Aviva climbed as much as 5.6 percent, the most since Sept. 30. Operating profit rose 20 percent to 2.7 billion pounds ($3.8 billion), boosted by Aviva’s life insurance and fund-management units, the London-based company said in a statement on Thursday. Analysts had expected earnings of about 2.5 billion pounds, according to a research note by Sanford C. Bernstein.
“Expectations were high going into these numbers,” analysts at Sanford C. Bernstein in London led by Edward Houghton said in the note. “Aviva needed to deliver and it has, more or less.”
Aviva Chief Executive Officer Mark Wilson, who joined in 2013 to turn around the insurer, has been reshaping the company through deals. These included the 2015 purchase of Friends Life Group Ltd. for more than $8 billion, which was the biggest acquisition the U.K. insurance industry had seen in 15 years.

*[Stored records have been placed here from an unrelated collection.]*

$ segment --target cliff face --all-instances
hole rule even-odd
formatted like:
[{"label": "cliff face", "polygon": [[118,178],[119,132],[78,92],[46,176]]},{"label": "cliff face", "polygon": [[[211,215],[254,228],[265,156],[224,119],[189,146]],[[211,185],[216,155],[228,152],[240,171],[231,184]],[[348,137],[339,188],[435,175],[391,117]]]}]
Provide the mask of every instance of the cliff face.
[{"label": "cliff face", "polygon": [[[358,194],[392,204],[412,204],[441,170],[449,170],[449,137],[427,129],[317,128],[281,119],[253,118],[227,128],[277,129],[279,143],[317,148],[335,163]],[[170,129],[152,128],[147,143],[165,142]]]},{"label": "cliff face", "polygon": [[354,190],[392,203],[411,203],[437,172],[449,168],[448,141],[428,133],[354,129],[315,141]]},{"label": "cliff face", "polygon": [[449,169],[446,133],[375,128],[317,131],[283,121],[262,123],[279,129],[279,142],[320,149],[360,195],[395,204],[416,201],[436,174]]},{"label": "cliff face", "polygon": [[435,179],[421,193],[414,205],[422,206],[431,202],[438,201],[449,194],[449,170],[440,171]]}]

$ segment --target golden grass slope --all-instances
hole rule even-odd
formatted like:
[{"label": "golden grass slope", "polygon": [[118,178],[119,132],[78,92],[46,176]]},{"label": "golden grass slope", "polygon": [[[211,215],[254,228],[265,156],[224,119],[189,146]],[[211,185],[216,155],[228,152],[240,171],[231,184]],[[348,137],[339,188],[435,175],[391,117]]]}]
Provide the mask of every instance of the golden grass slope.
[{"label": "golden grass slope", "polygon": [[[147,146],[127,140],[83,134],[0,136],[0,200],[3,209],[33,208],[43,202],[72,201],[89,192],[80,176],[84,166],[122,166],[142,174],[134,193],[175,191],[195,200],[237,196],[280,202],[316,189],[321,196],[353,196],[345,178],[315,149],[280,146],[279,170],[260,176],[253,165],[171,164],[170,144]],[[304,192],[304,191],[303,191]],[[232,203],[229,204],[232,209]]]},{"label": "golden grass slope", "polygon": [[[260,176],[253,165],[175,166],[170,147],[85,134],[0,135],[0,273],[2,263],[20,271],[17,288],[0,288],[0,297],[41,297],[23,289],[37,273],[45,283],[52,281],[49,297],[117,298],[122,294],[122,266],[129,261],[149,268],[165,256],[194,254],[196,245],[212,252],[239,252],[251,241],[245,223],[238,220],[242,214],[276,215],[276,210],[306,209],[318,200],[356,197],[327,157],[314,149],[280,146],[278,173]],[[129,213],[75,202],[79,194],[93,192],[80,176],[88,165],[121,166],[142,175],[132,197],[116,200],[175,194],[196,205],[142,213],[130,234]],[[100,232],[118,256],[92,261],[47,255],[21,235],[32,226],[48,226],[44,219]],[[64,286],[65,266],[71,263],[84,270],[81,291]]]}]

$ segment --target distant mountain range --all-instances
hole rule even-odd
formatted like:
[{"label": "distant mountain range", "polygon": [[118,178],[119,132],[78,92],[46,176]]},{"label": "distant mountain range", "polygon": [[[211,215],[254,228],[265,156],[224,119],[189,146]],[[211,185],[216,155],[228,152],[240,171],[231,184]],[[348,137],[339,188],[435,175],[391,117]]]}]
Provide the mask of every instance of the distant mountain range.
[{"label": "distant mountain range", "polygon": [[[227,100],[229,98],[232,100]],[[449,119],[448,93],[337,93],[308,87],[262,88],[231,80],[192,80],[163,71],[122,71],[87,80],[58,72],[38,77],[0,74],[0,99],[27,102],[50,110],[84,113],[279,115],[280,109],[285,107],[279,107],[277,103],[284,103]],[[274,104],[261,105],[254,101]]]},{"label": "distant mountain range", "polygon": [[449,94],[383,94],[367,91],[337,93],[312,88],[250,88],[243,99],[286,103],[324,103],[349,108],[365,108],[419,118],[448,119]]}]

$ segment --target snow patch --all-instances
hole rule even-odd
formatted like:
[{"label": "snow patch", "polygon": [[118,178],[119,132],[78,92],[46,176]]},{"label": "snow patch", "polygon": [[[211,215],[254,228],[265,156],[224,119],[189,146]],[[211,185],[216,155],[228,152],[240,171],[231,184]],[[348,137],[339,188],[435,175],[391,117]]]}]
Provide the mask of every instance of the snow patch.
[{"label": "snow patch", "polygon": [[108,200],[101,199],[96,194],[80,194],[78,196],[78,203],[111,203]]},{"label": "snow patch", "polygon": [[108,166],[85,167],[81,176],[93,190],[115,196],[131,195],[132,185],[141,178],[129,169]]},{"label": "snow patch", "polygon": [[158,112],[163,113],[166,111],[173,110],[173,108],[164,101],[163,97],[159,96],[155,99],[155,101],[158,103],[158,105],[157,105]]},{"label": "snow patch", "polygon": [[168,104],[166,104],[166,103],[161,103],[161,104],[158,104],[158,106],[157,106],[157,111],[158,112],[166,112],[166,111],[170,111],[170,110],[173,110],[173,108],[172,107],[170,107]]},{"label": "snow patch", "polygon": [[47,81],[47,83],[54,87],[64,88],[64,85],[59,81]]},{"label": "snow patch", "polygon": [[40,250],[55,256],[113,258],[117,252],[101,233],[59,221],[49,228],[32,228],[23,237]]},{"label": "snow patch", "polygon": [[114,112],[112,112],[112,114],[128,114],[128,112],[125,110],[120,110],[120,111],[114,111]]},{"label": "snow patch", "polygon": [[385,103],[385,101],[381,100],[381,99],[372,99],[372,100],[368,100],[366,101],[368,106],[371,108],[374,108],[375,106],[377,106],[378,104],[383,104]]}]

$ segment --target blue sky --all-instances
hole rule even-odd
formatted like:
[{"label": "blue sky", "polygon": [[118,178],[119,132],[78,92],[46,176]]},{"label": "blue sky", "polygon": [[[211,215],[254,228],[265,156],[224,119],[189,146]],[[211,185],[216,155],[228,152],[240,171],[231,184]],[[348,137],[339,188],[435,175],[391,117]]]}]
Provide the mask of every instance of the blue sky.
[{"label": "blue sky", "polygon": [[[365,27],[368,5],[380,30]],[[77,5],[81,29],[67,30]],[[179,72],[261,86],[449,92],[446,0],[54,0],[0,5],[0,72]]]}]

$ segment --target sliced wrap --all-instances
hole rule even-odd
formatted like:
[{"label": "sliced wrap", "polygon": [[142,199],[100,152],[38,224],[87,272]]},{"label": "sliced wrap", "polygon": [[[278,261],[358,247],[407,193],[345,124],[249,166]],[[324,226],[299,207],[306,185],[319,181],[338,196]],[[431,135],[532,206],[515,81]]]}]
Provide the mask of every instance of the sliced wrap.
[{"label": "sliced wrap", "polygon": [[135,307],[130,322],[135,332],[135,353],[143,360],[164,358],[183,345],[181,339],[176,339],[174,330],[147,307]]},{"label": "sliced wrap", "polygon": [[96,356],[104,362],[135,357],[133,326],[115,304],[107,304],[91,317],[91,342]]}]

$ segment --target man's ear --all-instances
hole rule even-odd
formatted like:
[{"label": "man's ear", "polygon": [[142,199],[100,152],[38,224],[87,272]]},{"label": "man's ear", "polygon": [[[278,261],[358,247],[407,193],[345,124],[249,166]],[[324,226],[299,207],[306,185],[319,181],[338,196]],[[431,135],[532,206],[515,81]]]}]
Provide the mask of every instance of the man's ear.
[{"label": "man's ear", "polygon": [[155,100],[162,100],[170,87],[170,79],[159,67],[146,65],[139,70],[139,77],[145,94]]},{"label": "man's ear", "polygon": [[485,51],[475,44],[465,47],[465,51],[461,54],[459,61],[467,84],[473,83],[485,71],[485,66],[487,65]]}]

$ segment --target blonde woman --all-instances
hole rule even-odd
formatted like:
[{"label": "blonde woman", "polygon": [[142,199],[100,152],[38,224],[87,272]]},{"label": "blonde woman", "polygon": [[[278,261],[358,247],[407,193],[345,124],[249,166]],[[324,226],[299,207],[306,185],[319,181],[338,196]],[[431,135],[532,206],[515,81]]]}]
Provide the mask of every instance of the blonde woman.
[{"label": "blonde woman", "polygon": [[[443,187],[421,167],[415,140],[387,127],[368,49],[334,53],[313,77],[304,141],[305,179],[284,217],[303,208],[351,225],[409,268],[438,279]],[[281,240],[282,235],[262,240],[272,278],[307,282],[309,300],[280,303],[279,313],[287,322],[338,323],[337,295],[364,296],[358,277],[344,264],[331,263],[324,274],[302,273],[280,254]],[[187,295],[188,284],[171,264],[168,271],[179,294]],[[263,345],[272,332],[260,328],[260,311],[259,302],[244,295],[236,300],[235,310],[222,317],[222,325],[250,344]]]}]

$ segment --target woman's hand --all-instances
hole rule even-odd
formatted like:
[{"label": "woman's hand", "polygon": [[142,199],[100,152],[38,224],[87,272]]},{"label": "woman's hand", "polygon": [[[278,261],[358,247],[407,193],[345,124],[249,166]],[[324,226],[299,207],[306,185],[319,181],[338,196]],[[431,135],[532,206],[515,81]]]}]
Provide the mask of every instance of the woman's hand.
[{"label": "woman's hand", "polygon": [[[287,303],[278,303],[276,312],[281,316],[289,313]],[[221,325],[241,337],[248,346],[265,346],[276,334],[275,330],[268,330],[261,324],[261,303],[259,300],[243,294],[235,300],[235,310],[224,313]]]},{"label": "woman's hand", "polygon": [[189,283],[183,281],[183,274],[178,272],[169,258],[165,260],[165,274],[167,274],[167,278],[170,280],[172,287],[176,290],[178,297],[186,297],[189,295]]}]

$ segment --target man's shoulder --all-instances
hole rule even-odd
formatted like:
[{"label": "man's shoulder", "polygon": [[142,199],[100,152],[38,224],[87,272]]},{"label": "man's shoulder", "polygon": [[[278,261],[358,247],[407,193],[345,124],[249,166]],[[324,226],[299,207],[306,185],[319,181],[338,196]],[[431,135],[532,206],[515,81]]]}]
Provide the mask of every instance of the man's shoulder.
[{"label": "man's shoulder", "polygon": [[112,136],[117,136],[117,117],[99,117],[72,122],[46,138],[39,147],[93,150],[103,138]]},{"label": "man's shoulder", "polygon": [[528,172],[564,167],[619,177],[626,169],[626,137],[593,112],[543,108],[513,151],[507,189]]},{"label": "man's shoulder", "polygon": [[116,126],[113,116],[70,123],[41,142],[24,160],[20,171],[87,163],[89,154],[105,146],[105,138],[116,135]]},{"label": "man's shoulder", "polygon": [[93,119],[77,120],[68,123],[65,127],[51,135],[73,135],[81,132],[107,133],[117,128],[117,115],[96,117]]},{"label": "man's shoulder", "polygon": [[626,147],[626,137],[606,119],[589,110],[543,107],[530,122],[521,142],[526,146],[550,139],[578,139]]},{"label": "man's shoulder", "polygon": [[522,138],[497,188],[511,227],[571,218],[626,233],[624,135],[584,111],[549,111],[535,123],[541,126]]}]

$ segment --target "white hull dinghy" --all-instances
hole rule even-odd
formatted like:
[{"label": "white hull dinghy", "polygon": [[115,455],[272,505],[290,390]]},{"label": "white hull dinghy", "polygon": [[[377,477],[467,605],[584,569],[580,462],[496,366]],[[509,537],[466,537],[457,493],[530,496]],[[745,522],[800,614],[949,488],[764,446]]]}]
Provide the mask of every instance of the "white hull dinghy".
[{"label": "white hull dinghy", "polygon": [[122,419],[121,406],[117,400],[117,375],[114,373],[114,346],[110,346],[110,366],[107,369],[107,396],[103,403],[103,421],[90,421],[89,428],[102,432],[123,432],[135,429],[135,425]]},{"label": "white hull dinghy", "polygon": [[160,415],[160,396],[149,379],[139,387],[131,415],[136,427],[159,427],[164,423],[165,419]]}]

“After three years of fixing the business, debt is down, capital is up significantly, dividends are higher, profits are growing,” Wilson said on a call with reporters. The insurer’s gone from “being a couch potato to being able to run a 10k race in some quite quick time, but we’re still some distance off completing our marathon.”
The integration of Friends Life is expected to provide 1.2 billion pounds of capital benefits, leading to 1 billion pounds of additional remittances over the next few years, according to the statement.
Aviva was up 4.5 percent at 480.3 pence at 10:40 a.m. The shares fell 11 percent this year through Wednesday.
Aviva reported a Solvency II ratio of 180 percent, disclosing its capital strength under new European Union rules for the first time. That’s at the top end of the company’s target of 150 percent to 180 percent and means Aviva can keep on investing in its businesses, make acquisitions and consider returning capital to shareholders, Wilson told reporters on a conference call.
A ratio of 100 means a firm has sufficient capital to withstand the kind of shock that happens once in 200 years.
Aviva plans to increase its dividend for 2015 by 15 percent to 20.8 pence a share, the insurer said.
In January, Aviva agreed to buy a home and auto insurer from Royal Bank of Canada for C$582 million ($439 million). The company has also sold units from Spain to Russia as the CEO reorganized the business.
In the U.K. and Ireland, Aviva’s life insurance business reported a 37 percent gain in operating profit to 1.43 billion pounds, with Friends U.K. contributing most of the increase, according to the statement. Overall life business contributed 2.42 billion pounds to operating profit on an IFRS basis.
Operating profit from fund management climbed 23 percent to 106 million pounds, with the margin on inflows “significantly” higher than that of money flowing out of the business, the CEO said. Aviva’s general insurance and health unit reported a 5 percent decline in operating profit.
Aviva was among 19 firms to get its new solvency II capital model approved by the Bank of England in December under the new EU laws that cost U.K. insurers at least 3 billion pounds. Prudential Plc disclosed in January its capital ratio was 190 percent and Standard Life Plc said in February its ratio was 162 percent.